Die Mode in diesem Sommer wird besonders auffällig und man ist offen für verschiedenste Looks. Frauen hüllen sich in Tunikas, lange Hippiekleider, orientalische Stoffe, Miniröcke und Leggins. Jeans können tief und eng oder auch etwas weiter im Boyfriend-Style getragen werden. Die Taille wird mit breiten Gürteln betont, die Beine mit Pumps oder Römersandalen. Letztere kommen diesen Sommer mit glänzenden Steinen und Verzierungen daher und sehen als High-Heel-Version genauso sexy aus wie als flache Treter. Tendenziell kann fast alles kombiniert werden – der Fantasie sind keine Grenzen gesetzt, solange es betont feminin bleibt. Absolute Must-Haves sind Accessoires wie grosse Ohrringe, üppige Halsketten, klimpernde Armreife, knallige Taschen, grosse Sonnenbrillen sowie Halstücher, die in allen Farben und Variationen getragen werden.

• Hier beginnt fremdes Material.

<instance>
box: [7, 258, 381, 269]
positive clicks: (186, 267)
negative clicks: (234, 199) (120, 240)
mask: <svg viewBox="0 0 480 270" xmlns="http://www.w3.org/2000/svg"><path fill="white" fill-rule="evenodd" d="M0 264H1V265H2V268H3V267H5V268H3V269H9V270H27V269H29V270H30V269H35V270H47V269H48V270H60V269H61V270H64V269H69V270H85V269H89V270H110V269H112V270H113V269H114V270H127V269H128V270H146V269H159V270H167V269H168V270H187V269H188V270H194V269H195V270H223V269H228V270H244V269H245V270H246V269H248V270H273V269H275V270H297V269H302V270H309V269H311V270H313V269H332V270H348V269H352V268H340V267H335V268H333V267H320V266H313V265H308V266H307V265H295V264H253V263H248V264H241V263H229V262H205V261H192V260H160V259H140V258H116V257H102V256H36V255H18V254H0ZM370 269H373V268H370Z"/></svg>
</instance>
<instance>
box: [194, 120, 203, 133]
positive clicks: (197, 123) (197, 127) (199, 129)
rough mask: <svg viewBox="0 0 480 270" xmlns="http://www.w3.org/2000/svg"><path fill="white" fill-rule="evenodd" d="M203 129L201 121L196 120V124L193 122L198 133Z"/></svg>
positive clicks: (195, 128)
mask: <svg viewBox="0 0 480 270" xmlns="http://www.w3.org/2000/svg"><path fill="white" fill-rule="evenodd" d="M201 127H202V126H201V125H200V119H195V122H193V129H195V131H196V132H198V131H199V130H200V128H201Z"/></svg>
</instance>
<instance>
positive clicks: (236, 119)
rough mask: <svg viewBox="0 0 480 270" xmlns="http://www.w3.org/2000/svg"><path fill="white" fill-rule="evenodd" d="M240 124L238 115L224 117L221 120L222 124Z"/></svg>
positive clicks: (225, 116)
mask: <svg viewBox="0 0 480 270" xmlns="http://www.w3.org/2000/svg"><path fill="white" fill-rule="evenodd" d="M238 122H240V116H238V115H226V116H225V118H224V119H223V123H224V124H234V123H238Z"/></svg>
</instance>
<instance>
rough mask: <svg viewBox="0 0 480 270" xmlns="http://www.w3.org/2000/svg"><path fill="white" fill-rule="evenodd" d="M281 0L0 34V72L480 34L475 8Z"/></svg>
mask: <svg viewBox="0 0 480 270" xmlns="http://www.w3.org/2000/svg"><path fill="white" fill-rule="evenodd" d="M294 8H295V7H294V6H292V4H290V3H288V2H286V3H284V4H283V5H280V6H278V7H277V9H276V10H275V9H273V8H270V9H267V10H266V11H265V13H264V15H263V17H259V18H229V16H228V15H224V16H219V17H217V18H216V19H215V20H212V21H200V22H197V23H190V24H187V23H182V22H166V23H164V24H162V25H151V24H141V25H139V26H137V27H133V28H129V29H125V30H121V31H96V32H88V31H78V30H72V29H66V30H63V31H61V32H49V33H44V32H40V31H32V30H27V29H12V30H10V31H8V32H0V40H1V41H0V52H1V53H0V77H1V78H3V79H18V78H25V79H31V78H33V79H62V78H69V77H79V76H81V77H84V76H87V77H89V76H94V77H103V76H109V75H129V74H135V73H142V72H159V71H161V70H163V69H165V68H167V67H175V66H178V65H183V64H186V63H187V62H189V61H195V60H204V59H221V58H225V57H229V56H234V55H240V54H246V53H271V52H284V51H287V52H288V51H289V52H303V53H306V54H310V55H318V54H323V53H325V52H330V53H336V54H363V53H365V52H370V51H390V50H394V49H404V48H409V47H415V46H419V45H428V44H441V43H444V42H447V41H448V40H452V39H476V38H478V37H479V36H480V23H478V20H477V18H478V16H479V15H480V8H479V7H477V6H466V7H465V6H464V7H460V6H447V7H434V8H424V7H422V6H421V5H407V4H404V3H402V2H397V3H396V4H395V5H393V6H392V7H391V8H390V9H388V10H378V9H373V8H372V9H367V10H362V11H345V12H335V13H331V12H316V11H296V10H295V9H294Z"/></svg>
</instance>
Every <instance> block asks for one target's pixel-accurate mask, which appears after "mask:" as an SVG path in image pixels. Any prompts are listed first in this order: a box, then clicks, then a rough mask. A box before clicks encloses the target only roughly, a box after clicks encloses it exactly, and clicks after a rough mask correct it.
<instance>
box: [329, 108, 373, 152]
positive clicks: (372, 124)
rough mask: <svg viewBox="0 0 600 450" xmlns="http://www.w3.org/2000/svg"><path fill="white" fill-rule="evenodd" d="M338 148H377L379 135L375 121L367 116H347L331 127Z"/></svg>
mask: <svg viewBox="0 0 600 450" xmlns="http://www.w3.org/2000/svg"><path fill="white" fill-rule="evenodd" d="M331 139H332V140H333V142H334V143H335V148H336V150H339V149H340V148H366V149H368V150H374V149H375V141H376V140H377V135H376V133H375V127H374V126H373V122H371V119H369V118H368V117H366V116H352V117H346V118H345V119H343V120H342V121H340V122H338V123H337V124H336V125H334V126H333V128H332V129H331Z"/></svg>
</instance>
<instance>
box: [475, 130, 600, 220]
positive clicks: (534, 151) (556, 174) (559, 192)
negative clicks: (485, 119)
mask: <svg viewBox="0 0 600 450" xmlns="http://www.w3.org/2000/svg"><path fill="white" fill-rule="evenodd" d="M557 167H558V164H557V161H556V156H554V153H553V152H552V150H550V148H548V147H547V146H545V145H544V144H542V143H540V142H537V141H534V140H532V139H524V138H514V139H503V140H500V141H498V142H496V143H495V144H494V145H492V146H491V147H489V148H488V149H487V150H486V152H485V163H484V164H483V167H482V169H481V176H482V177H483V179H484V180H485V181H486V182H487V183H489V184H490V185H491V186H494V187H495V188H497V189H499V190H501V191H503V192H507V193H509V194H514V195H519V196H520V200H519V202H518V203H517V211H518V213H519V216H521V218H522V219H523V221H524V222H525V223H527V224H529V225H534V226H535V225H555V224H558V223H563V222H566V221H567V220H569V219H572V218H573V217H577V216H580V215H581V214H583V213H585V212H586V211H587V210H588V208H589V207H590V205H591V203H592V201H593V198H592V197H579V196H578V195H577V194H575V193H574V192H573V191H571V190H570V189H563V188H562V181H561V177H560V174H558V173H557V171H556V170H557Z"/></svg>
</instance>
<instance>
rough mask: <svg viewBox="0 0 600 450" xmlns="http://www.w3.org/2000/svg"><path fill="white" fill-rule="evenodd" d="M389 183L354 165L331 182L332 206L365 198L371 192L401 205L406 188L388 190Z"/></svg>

In der Männerwelt geht es hingegen besonders lässig zu, man verabschiedet sich von engen Hosen und trägt sie eher baggy, dafür mit verschiedensten Waschungen, die Akzente setzen. Hoodies, Karo-, aber auch Streifenhemden runden den lässigen Stil zusammen mit kultigen Poloshirts ab. Für die heissen Tage warten bereits Bermudashorts in einer riesigen Farbpalette und mit sommerlichen Motiven. Viele Stücke sehen nicht nur sommerlich aus, sondern fühlen sich dank luftigen Materialien wie Baumwolle und Leinen auch so an. Mann sieht auch besonders chic aus mit den schmal geschnittenen Anzügen in sommerlichen leichten Weiss- und Grautönen.